The floor-to-ceiling stone fireplace is the focal point in the open-plan interior. The homeowners were delighted they could incorporate the keystone from the original cottage’s fireplace into the new one.
A classic cabin
The homeowners’ goals for their cabin were very similar to those of Henry David Thoreau when he built his famous cabin in the woods so he could “live deliberately.” The owners of this cabin wanted to create a serene sanctuary where they could be close to nature, think deeply, meet with clients, and have some privacy when family members or guests came to stay at their main residence on the property.
They collaborated with Jim Driesch and Sam Tucker at Old Hampshire Designs to create a simple, open-concept floor plan. An upstairs sleeping loft and a downstairs bedroom provide accommodations when family or friends are in town, but the cabin is primarily used as a work studio and retreat for the couple. The husband hosts drumming circles in the main living area, or he retreats to the adjacent office area to think and work at the live-edge desk that wraps around the space.
A floor-to-ceiling fieldstone fireplace—created by Josh Dunlop of Stonehenge Masonry and Stove, LLC in Tilton—is the heart of the cabin. The couple saved the fireplace keystone (the stone at the center of an arch) from the original 1901 cottage and incorporated it into the new fireplace to, as the homeowner says, “honor the energy of what was there.”
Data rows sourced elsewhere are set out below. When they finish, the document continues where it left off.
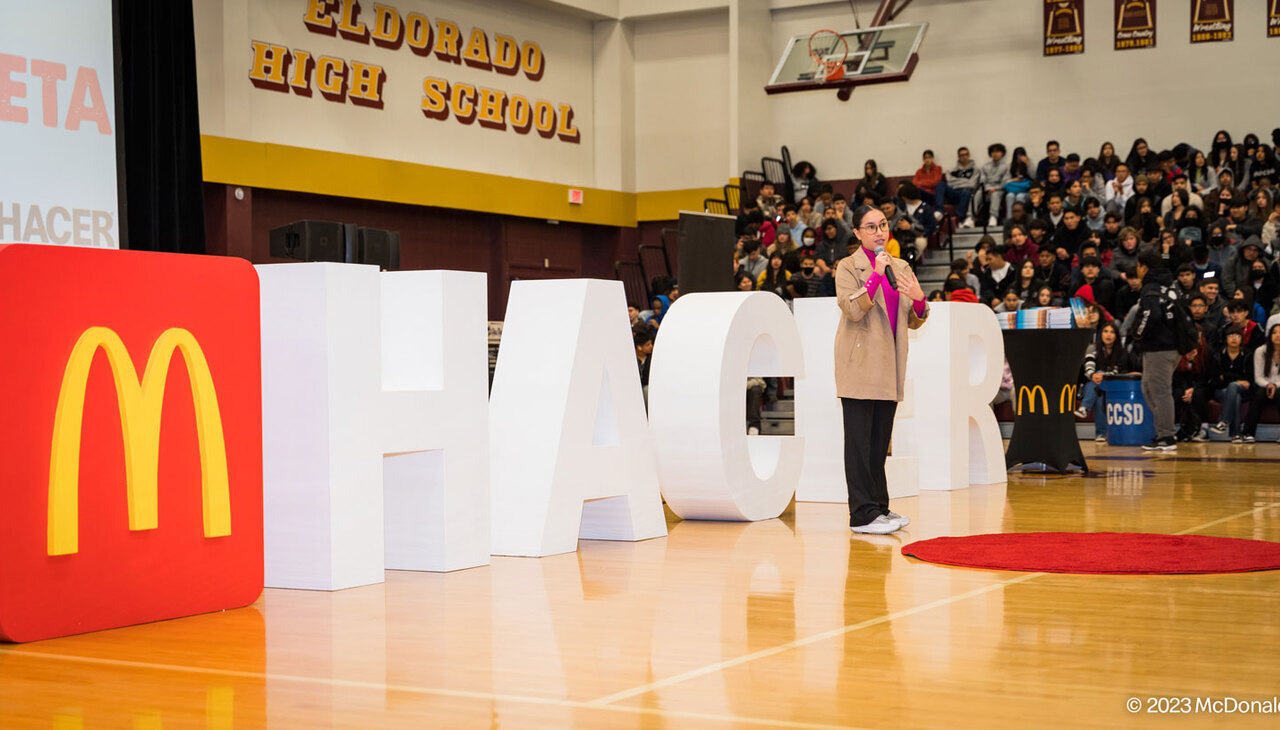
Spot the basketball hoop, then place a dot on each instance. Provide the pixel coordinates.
(828, 51)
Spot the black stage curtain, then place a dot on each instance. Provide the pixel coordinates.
(163, 206)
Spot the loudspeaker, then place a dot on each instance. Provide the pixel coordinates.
(379, 247)
(310, 241)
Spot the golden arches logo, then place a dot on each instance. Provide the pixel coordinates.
(1066, 400)
(1031, 398)
(141, 402)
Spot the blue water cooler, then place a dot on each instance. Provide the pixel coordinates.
(1129, 420)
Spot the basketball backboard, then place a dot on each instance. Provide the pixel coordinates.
(871, 55)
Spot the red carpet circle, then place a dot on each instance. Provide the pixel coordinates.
(1116, 553)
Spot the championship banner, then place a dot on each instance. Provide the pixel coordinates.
(1212, 21)
(1064, 27)
(1136, 24)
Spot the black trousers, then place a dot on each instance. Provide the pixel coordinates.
(868, 429)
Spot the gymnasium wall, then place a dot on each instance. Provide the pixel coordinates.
(982, 78)
(682, 101)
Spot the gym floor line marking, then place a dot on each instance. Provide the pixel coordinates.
(607, 702)
(830, 634)
(425, 690)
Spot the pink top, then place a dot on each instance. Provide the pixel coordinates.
(874, 282)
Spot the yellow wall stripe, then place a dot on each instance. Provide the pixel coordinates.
(300, 169)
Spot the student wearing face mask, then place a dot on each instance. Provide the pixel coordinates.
(1239, 263)
(813, 279)
(1264, 284)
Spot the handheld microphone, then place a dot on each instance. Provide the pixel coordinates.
(888, 270)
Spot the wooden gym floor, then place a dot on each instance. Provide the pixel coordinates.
(787, 623)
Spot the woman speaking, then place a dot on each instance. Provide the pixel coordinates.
(880, 300)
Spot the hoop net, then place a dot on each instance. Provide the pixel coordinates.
(828, 51)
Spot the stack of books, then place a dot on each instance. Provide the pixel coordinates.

To complete the compact cabin, the team incorporated an expansive porch overlooking the lake, a camp kitchen with retro-looking appliances, and a serene bathroom with the pine paneling and tile the color of the lake on a cloudy day.
An experiment that worked
The homeowners laugh that they have a tendency to do some “crazy, visionary thinking” and that “it can be hard for people who typically go square and straight in construction to follow our desire to go wiggly, squiggly.” On this project, the team certainly rose to the challenge, innovating as the need arose to make the homeowners’ vision a reality.
The hard work paid off and the cabin was named the 2019 winner of Excellence for Small Home Design at the New Hampshire Home Design Awards. More important, the property is the tranquil, simple cabin in the woods the homeowners envisioned.